連日の知床ダイビングツアーのブログ、村上春樹の短編小説でも読んだような満足感でしたね。
さて、今日からは通常の志賀島の様子をお届けとなります。
これもちゃんと毎日読んでね。
どうも、店長の前田です。
遂にわたしのいちばんすきな季節がやってきました。
水温が上昇をはじめドライスーツからロクハンに衣替えをすます頃。
冬眠から覚めた魚たちが餌を探して泳ぎ回り、繁殖活動が盛んになり海全体が生命のエネルギーに満ちてくる。
年間を通して今の時期の志賀島がいちばんすきなのはそんな強いエネルギーを感じるからでしょう。
スタッフ紹介にも記載してある通り、わたしは捕食行動や繁殖行動などの生態観察、『生』を感じるダイビングがすきなので、この時期の志賀島は時間を忘れてしまいます。
しかし、志賀島人気なし。
6月8日、週末のこの日、白瀬に来たのはこちらのお3方と他1ショップのみ。
経験本数100本を超えるMSDの3名には潜り慣れた海況ではバディダイビングを楽しんでもらうことにしました。

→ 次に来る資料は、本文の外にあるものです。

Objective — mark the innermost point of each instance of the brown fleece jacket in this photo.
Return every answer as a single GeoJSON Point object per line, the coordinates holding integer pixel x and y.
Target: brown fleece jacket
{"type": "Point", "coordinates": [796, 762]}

3人でのバディダイビングは2人の時とは違って難易度が上がります。
案の定トラブル発生で、少し怖い思いをしたりしながら貴重な経験ができた様でした。
みんなのナビゲーションスキルや安全管理の意識が向上していることに大変嬉しく、とても感心しました。
安全無きところに楽しみなし。
いつも間にかみんなに自立したダイバーには成長しているんですね。
トラブルの詳細はここには書きませんので、次回会った時に聞いてください。
ちなみにトラブルの原因はこちらのハナイカです。
志賀島でのハナイカはかなり久々です。
万華鏡のようにぐるぐると体色を変化させす姿には目を奪われます。
志賀島の名物ワカメはメカブだけが残り、ホンダワラが群生しています。
今年もアオリイカの産卵ショーが見れるかと思いましたが、とあえずこの日はアオリイカの気配なし。
その代わり今年はコウイカの卵が多いですね。
ハナイカもコウイカだしね。
メカブに住む妖精スナビクニンも探してみましたが、ちょっと時期が遅すぎた感じでした。
見つかるのはミノウミウシばかり。
100株くらい見ましたがゼロでした。
砂地では小さなアカエイなんかも出てきました。
初夏ですね。
沖には増えゆく見慣れないブイたちと、
玄界灘らしくないクロホシイシモチの群れに驚かされました。
あとは、この季節も見どころと言えば、繁殖行動と寄生虫をつけた魚たちではないでしょうか。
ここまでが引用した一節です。